A PiP instance consists of a small
floating, borderless box (devoid of scrollbars and other controls) that
displays only content (until you tap it, that is, which we’ll get to in a
moment). The controls are hidden to save space.

Converting a standard app window
to a PiP window is simple. With the app running in full-screen mode, tap the
Home button. The app should change to a small box, something like the one in
the lower-right corner of the following screenshot.
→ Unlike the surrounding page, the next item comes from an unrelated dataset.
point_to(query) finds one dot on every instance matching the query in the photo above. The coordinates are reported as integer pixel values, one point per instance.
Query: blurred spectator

From here, you can drag the PiP
window to any place on the screen. When you tap it, the PiP window displays
Full-Screen, Close, and depending on the app, a few other controls. In the
image below, for example, Settings, Full-Screen, Close, and video navigation
controls are displayed.

When you rotate the phone, the PiP
window follows…

It’s important to note that often, whether an app will display in PiP mode depends on what it’s doing, or what mode the app itself is in. Netflix, YouTube, Amazon Prime Video, other video players, even Chrome, must actually be playing videos; some won’t, for example, do PiP while idle or paused.

Chrome can’t picture-in-picture unless you first enter full-screen mode; Google Maps will PiP in Navigation mode in full-screen, but not in some other scenarios, and so on.

Also, picture-in-picture won’t
start while displaying a paused video, but you can, on the other hand, pause
and (in some apps) otherwise navigate a video timeline while in PiP, without
returning to the full-blown app again.

Finally, you can disable PiP for
any app by returning to the Special Access subsection of Settings mentioned
earlier. Just in case, here are those instructions again:

  1. Go to Settings.
  2. Choose Apps
    & Notifications
    , or if you’re using a Samsung or another device with
    Apps and Notifications in separate subsections, choose Apps.
  3. From the More Vert menu (three vertical dots in the upper-right
    corner), choose Special Access.
  4. In the Special Access list, choose Picture-in-picture.

Another reason for returning to
this list is that it’s the easiest place to find out which apps installed on
your mobile device are PiP-compatible, or when they’ve been upgraded.